Sick leave available to federal employees does not have the level of flexibility offered by this paid leave legislation. A federal employee would have to work nearly five years without taking a single sick day to accrue the same amount of leave as guaranteed in the bill. And though an employer may grant employees sick leave in advance before they earned that time, that advance is capped at 30 days, meaning that the employee must still have worked full time without using a sick day for nearly 2.5 years to reach the same level of time off included in the bill. That employee would also not be able to get any more sick days for the rest of that year.
The legislation would expand the use of such leave to cover the deployment of a military family member, grief from a miscarriage or stillbirth, and recovery from surrogacy, which are not directly outlined in federal sick leave.
But Rep. James Comer, R-Ky., criticized the shift from a Republican approach to federal employment under Donald Trump to the Biden administration that, “rather than holding federal employees accountable, they want to protect poorly performing federal employees while dramatically increasing their benefits.”
“Frankly for the last decade, my Republican friends on the other side of the aisle, especially when they’re in the majority, never missed an opportunity to demonize the federal employee,” said Rep. Gerry Connolly, D-Va.
“They’re not public servants, they’re ‘bureaucrats.’ They don’t have a benefit package, like other employees around America, they have ‘perks.’ The language is deliberate to demonize federal employees, to somehow make them fat bureaucrats who don’t do a job.”
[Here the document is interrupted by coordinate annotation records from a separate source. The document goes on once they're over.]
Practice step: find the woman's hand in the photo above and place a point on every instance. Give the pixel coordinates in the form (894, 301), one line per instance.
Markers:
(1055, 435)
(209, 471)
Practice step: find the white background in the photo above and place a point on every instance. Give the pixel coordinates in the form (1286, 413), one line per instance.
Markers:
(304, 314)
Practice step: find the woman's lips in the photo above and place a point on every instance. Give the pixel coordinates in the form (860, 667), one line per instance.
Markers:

The committee did unanimously approve some pieces of federal-focused legislation Tuesday that would enable inspectors general to continue working in the event of a shutdown and would instruct OPM to establish occupational series for federal positions in software development, software engineering, data science and data management.
The committee also passed another contentious bill that would bring administrative law judges back under the competitive service classification, rather than the excepted service that they moved to under a Trump administration executive order.
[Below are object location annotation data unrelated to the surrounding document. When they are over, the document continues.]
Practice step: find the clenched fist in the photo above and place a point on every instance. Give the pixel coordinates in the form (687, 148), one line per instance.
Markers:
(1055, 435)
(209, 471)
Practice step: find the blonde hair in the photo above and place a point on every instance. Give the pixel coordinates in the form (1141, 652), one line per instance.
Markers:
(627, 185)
“For decades, ALJ’s were previously hired through a competitive service appointment process that was administered through the Office of Personnel Management. Because this process was run by an agency that was considered independent of the hiring agency, it helped to ensure that the pool of available ALJ’s was both qualified and impartial,” said Connolly.
“In July of 2018, however, executive order 13843 removed them from the competitive service and placed them in the excepted service, outside the reach of normal hiring and employment protections and not subject to requirements for minimum qualifications.”
Under that legislation, agencies would once again hire ALJs from a pool of qualified candidates established by OPM, and those qualifications would include a license to practice law and at least seven years of experience administering law.